Respecting diverse cultures and developing sensitivity to offensive content is important for every music therapist. Explore appropriation and misrepresentation of others' culture in music frequently used in music therapy sessions. Appropriations of healing traditions within therapeutic formats will also be examined in videos with people from the authentic culture who explain their perspective.
1. Select music and musical activities from diverse cultures that respect the meaning of that music or activity within its authentic culture and do not misrepresent or appropriate the associated culture disrespectfully. (II. A. 5 To achieve therapeutic goals: ac) utilize a varied music repertoire (e.g., blues, classical, folk, jazz, pop) from a variety of cultures and subcultures.)

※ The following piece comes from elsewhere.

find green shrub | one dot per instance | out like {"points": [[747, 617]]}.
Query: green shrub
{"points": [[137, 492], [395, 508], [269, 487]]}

2. Demonstrate cultural competence when interacting with clientele from diverse cultures by representing their authentic culture and not a misrepresentation of it that is based on Western movies, videos, or books. (IV. B. 4. Interact with the client in an authentic, ethical, and culturally competent manner that respects privacy, dignity, and human rights.)
3. Intentionally make choices for songs and activities chosen for therapeutic uses in music therapy sessions to reflect and respect cultural awareness of meanings of songs and activities. (I. D. 9. Consider client’s age, culture, language, music background, and preferences when designing music therapy experiences.)
4. Identify music therapy activities and repertoire which may potentially be considered disrespectful by clients from specific cultures. (II. B. 2. Recognize the potential harm of music experiences and use them with care. )
7:15 – 8:15 p.m. This course will explore ethical considerations related to the use of music and techniques in music therapy sessions when choosing diverse styles of music or when using Western music which has included appropriations from other cultures. The use of music therapy techniques which are appropriated from other cultures will also be examined. Examples of Native American Appropriations and Appropriations which are now termed Orientalism will be examined. Cultures which are misrepresented in Orientalism include different cultures within India, different cultures within the Middle East, and different cultures in Asia. Video examples of offensive holiday and theme programming, movie clips with music and dance, music videos with props and costumes, and song lyrics which misrepresent the cultures being portrayed will be included and discussed.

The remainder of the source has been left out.